As hospitalizações diárias também caíram, assim como o número de mortes diárias, que caiu de 1.610 em janeiro de 2021 para uma mínima de oito em 13 de junho de 2021. 18 Aparentemente, a muito temida e "muito mais infecciosa" cepa B117 não para desencadear uma cascata de morte em massa, afinal.

"Nos EUA, os dados do CDC mostram que um total de 204 adolescentes - com idades entre 12 e 17 anos - foram internados no hospital para avaliação COVID entre janeiro e março de 2021. Esses números dificilmente são catastróficos. Menos de um terço exigiu cuidados intensivos e nenhum morreu.
Enquanto isso, há pelo menos quatro mortes relatadas entre adolescentes de 12 a 17 anos após a “vacinação” de COVID, junto com várias centenas de relatórios de efeitos adversos, incluindo dezenas de casos de inflamação do coração."

 

Além do mais, o fato de a grande mídia e as autoridades de saúde não terem destacado o número de crianças infectadas ou hospitalizadas é uma indicação clara de que as crianças também não corriam grande risco com o B117. Eles só queriam que você temesse a possibilidade de ser assim.

Nos Estados Unidos, os dados do Center for Disease Control and Prevention 19 mostram que as hospitalizações de adolescentes por COVID-19 atingiram um pico de 2,1 por 100.000 admissões hospitalares no início de janeiro de 2021. Em meados de março, esse número caiu para 0,6 por 100.000. Em abril, voltou a subir um pouco, para 1,3 por 100.000. Em números reais, estamos falando de um total de 204 adolescentes - com idades entre 12 e 17 anos - admitidos no hospital para avaliação entre janeiro de 2021 e março de 2021.

Essas estatísticas estão, de fato, longe de serem catastróficas. Menos de um terço exigiu cuidados intensivos e nenhum morreu. Enquanto isso, há pelo menos quatro mortes relatadas entre adolescentes de 12 a 17 anos após a “vacinação” de COVID, junto com várias centenas de relatórios de efeitos adversos, incluindo dezenas de casos de inflamação do coração. 20
Como as previsões calamitosas de Ferguson para a variante Alfa B117 não se concretizaram, parece que a mesma narrativa fomentadora de medo simplesmente mudou para a variante Delta.

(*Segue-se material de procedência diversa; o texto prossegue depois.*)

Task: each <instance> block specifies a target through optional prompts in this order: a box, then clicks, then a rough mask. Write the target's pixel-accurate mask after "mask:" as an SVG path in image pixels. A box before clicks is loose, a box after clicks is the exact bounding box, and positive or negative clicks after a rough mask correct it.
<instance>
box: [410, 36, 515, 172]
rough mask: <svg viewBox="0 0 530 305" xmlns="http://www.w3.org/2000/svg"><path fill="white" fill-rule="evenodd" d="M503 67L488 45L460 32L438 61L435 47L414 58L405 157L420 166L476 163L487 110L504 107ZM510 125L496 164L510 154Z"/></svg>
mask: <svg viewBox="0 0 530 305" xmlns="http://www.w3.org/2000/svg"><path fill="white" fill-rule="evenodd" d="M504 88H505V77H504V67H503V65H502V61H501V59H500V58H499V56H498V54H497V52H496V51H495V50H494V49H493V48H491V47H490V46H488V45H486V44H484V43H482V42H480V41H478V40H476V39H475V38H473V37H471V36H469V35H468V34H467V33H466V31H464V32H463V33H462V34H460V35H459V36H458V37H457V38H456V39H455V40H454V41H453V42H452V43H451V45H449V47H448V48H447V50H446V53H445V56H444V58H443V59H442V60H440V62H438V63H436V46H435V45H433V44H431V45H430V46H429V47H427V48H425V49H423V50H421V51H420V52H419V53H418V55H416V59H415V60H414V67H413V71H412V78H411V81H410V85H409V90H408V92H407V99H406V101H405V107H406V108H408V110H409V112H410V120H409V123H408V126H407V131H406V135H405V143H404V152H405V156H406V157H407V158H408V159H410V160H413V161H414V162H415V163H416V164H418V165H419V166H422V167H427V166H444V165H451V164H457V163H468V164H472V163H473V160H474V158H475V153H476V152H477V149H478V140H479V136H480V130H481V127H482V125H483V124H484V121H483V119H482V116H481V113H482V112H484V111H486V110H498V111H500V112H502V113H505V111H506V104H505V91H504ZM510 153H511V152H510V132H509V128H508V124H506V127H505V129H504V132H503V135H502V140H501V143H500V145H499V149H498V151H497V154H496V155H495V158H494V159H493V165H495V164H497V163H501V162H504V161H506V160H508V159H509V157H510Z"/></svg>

Obviamente, eles querem que temamos por nossos filhos, pois isso melhorará o cumprimento das medidas de roubo de liberdade e aumentará a adoção de vacinas. No momento, eles estão tendo muita dificuldade para explicar por que crianças, cujo risco de complicações graves ou morte por COVID-19, e que não são vetores de doenças primárias, precisariam participar de um experimento de terapia genética não controlada.